After President Obama’s State of the Union address, his team sent him to the “salt of the earth” (to quote The Daily Show’s Jon Stewart) to reconnect with Main Street America. They also sent him to separate “question time” sessions with Republicans and Democrats in Congress to show that he was “listening” to everyone.
His messages were almost the same: large banks, Wall Street and Big Oil are bad; Washington’s partisan bickering must end; Republicans are the party of no.
Here’s the whole problem: Obama campaigned on this issue two years ago; he had a whole year to do something about any of these issues. Eventually, voters will realize that while the rhetoric is laudable, the results are destitute.

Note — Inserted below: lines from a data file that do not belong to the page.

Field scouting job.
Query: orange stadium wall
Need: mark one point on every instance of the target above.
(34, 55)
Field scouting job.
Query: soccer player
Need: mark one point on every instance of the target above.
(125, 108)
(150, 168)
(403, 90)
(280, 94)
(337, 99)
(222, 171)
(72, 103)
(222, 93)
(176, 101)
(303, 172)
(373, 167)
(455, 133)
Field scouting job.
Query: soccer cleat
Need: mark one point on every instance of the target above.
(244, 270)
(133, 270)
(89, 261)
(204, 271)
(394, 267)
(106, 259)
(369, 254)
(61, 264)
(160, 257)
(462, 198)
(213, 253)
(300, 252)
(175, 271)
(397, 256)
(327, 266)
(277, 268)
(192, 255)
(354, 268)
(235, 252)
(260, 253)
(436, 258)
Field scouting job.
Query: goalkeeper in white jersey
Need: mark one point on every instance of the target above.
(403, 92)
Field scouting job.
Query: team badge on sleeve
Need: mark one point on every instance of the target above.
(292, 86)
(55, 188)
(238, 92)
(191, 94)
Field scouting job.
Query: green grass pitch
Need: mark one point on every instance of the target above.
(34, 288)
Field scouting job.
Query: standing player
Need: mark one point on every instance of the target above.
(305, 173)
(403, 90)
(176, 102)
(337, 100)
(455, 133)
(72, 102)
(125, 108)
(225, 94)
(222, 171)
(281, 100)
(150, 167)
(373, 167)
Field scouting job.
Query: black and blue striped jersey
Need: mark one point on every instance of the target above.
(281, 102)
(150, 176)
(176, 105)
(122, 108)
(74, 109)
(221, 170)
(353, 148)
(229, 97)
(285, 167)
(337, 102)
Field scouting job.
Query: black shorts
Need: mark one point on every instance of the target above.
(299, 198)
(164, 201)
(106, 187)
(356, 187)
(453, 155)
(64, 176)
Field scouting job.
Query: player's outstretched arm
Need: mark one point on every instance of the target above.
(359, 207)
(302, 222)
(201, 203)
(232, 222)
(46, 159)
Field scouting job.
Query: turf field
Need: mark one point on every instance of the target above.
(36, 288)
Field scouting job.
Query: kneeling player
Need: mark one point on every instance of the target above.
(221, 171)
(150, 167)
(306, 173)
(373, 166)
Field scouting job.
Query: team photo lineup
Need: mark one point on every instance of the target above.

The only Democrat who managed to come down from the top of the political elite was Hillary Clinton.
In the 2008 primaries, Clinton’s humor came as she relaxed, listened to voters and connected with them. Unfortunately for her, this didn’t happen until the Ohio and Texas primaries, when she was too immersed in math and caucus failures to win the nomination.
However, Clinton “got it” much faster than Obama. It managed to bounce back and win almost all of the recent primaries and, ultimately, the popular vote, but lost superdelegates from the political elite and far-left party activists who vote in the caucuses.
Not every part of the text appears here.